Last fall, a team of students researched and designed the rain garden as their final project in a course titled “The Sustainable University,” receiving approval for an Earth Day installation. The students collaborated with Sustainable Clarkand with student organizations, Clark’s grounds crew and Physical Plant, the Blackstone River Coalition, the office of Worcester’s former Mayor Joseph O’Brien, and Worcester Polytechnic Institute students. The Clark Sustainability Collaborative provided most of the funding, with added support from the Admissions office, Clark Undergraduate Student Council, and Physical Plant.

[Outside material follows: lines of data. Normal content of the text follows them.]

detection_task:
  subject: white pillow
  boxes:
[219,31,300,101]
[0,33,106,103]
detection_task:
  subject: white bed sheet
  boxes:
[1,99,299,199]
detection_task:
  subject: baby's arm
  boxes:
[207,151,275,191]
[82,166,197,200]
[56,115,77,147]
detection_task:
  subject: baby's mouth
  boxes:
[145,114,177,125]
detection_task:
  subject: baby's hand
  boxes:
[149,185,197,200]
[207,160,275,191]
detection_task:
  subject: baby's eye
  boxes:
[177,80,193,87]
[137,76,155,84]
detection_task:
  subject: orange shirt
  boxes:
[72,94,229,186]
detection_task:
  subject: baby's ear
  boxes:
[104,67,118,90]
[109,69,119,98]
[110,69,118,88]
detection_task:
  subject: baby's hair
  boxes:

“There is growing concern about pollution from storm drains; this dedicated group of students saw the problem, designed a solution, and stayed with the project long after their class was over,” said Clark Sustainability Coordinator Jenny Isler. “I love how simple a rain garden solution is — any homeowner can build one, and using native plants makes it a haven for wildlife, too. The Rain Garden Team has made a lasting and positive contribution to sustainability at Clark and in the community. Our hope is that Worcester residents will visit Clark’s rain garden and be inspired to make their own.”
The Sustainable University, which is taught by assistant professor Jennie Stephens, is a graduate-level course for undergraduates and graduate students together. Subtitled “Sustainability and the Role of Higher Education,” it is part of Clark’s Environmental Science & Policy program within the International Development, Community and Environment (IDCE) Department.
“Professor Stephens’ class was a great opportunity for me — coming in as a first year — to become acclimated to the Clark environment and be part of a meaningful project,” said William Maxwell, Class of 2015.